Há também duas fés: a primeira vem do ouvido e é confirmada e provada pela segunda, “a fé da contemplação”, “a fé que é baseada no que foi visto”. Para se adquirir conhecimento espiritual, o homem deve primeiramente libertar-se do conhecimento natural. Isso é tarefa para a fé. É pela ascese da fé que advém no homem o “poder desconhecido” que o torna capaz de conhecimento espiritual. Se o homem permite se enredar na teia do conhecimento natural, lhe será mais difícil libertar-se dela do que de correntes de ferro, e sua vida será vivida “contra o gume de uma espada”.
Quando o homem começa a trilhar o caminho da fé, ele deve lançar fora, de uma vez por todas, seus velhos métodos de conhecimento, pois a fé possui seus próprios métodos. O conhecimento natural cessa enquanto o conhecimento espiritual toma seu lugar. O conhecimento natural é contrário à fé, pois a fé, e tudo o que dela advém, é “a destruição das leis do conhecimento”, isto é, do conhecimento natural.
A principal característica do conhecimento natural é a sua típica abordagem via experimentação e exame. Isto é, em si, “um sinal de incerteza sobre a verdade”. A fé, pelo contrário, segue um caminho puro e simples de pensamento, que está muito distante dos exames metódicos e dos estratagemas do pensamento. Esses dois caminhos levam a direções opostas. O lar da fé é o “pensamento pueril e a simplicidade de coração”, pois está escrito: Glorificai a Deus em simplicidade de coração (cf. Colossenses 3:22) e Em verdade vos digo que, se não vos converterdes e não vos fizerdes como meninos, de modo algum entrareis no Reino dos Céus (Mateus 18:3). O conhecimento natural se opõe tanto à simplicidade de coração quanto à simplicidade de pensamento. Esse conhecimento opera somente nos limites da natureza, “mas a fé possui seus próprios caminhos para além da natureza”.
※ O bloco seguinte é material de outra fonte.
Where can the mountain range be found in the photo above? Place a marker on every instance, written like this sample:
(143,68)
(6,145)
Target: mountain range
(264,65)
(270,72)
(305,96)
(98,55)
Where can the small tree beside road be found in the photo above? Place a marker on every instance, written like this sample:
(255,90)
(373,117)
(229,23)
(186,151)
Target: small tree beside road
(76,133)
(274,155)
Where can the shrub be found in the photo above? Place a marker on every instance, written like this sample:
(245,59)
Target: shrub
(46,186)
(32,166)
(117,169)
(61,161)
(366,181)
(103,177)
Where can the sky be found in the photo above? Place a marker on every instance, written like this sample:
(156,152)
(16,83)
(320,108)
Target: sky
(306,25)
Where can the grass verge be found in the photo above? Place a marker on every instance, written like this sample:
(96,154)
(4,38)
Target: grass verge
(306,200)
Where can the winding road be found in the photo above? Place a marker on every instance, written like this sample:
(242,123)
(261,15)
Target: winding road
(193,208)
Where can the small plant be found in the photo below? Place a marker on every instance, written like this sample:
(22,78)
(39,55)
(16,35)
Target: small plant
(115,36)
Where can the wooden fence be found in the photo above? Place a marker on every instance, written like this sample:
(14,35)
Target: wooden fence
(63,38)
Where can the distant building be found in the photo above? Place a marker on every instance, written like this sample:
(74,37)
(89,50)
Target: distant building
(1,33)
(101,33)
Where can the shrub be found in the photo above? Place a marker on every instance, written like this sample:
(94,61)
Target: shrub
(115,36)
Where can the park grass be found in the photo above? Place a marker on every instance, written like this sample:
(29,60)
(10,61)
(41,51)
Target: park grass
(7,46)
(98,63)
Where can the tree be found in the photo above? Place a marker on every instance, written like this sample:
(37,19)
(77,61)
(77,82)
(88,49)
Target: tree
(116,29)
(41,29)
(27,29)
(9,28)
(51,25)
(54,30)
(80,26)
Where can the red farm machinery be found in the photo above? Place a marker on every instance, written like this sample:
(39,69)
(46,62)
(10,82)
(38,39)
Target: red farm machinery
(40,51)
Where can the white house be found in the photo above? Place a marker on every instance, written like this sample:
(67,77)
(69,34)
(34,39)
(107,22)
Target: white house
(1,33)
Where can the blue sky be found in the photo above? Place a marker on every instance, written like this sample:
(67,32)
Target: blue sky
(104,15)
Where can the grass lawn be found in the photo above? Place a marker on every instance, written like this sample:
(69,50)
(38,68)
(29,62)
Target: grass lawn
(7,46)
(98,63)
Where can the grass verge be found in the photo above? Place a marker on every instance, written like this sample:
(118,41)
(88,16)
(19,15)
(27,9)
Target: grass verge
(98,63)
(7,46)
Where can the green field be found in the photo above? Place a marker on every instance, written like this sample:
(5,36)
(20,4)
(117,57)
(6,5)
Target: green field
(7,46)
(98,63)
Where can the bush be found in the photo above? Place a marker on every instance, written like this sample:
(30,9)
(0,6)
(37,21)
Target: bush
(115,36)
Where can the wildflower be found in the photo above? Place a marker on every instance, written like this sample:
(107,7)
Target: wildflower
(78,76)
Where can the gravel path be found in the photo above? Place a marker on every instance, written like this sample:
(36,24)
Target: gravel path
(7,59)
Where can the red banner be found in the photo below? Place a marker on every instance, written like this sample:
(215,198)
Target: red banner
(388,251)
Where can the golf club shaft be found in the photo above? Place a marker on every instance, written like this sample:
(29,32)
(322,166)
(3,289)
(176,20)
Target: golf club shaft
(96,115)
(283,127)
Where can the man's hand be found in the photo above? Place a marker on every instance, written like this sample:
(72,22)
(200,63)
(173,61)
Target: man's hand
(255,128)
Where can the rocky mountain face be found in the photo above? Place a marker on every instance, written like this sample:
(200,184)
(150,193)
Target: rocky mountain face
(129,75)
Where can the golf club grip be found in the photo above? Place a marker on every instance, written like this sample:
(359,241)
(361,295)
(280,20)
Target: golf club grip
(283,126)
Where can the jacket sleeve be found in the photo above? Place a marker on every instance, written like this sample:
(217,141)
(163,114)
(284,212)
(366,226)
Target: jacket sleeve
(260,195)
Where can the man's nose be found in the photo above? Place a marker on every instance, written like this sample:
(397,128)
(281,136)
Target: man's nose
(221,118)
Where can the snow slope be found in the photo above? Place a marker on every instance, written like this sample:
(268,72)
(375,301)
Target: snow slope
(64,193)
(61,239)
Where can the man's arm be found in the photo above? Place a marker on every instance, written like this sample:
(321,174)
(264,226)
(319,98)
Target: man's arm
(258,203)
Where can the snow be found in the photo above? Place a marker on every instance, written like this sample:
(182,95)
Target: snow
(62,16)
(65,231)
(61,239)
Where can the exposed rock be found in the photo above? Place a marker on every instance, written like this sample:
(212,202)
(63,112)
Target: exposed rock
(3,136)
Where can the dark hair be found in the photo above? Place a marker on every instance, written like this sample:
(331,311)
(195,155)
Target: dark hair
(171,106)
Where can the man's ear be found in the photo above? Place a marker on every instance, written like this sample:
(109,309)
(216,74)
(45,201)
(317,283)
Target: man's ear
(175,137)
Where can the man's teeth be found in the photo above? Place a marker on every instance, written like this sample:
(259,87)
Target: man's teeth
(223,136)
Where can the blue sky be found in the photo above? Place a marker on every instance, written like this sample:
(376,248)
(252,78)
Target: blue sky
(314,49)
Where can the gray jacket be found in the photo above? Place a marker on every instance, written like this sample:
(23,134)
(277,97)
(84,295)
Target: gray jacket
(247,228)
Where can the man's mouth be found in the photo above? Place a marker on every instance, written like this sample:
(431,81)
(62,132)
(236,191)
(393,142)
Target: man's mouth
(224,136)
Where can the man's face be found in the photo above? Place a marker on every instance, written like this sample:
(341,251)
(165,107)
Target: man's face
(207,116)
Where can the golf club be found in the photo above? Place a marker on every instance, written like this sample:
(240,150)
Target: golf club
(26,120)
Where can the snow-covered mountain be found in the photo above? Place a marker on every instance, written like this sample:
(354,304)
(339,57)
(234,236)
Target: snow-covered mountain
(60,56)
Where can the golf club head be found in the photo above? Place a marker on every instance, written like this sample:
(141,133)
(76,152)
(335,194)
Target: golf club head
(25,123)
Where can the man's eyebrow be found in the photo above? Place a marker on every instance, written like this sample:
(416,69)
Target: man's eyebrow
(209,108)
Quanto mais o homem se dedicar aos caminhos do conhecimento natural, tanto mais será vítima do temor e tanto menos conseguirá se libertar dele. Mas se seguir a fé, ele imediatamente será libertado e “enquanto filho de Deus, terá poder sobre todas as coisas”. “O homem que ama essa fé age como Deus no uso das coisas criadas”, pois é dado o poder à fé “de ser como Deus para fazer uma nova criação”. Por isso está escrito: Tu quisestes, e todas as coisas são apresentadas diante de ti (cf. Jô 23:13). A fé frequentemente “engendra todas as coisas do nada”, enquanto o conhecimento não consegue fazer nada “sem a ajuda da matéria”. O conhecimento não tem poder sobre a natureza, mas a fé tem. Armado da fé, o homem adentra o incêndio e apaga as chamas, permanecendo intocado por elas. Outros ainda andaram sobre as águas como que sobre terra firme. Todas estas coisas estão “para além da natureza”; elas vão de encontro aos modos do conhecimento natural e revelam a futilidade de tais modos. A fé “move-se acima da natureza”. Os caminhos do conhecimento natural governaram o mundo por mais de cinco mil anos, e o homem era incapaz de “erguer seus olhos da terra e entender o poder de seu Criador” até que “nossa fé surgisse e nos libertasse das sombras das obras deste mundo” e da mente fragmentada. Aquele que tem fé “não lhe faltará nada”; quando nada possuir, “possuirá todas as coisas pela fé”, conforme está escrito: Tudo o que pedirdes na oração, crendo, o recebereis (Mateus 21:22) e Perto está o Senhor. Não estejais inquietos por coisa alguma (Filipenses 4:6)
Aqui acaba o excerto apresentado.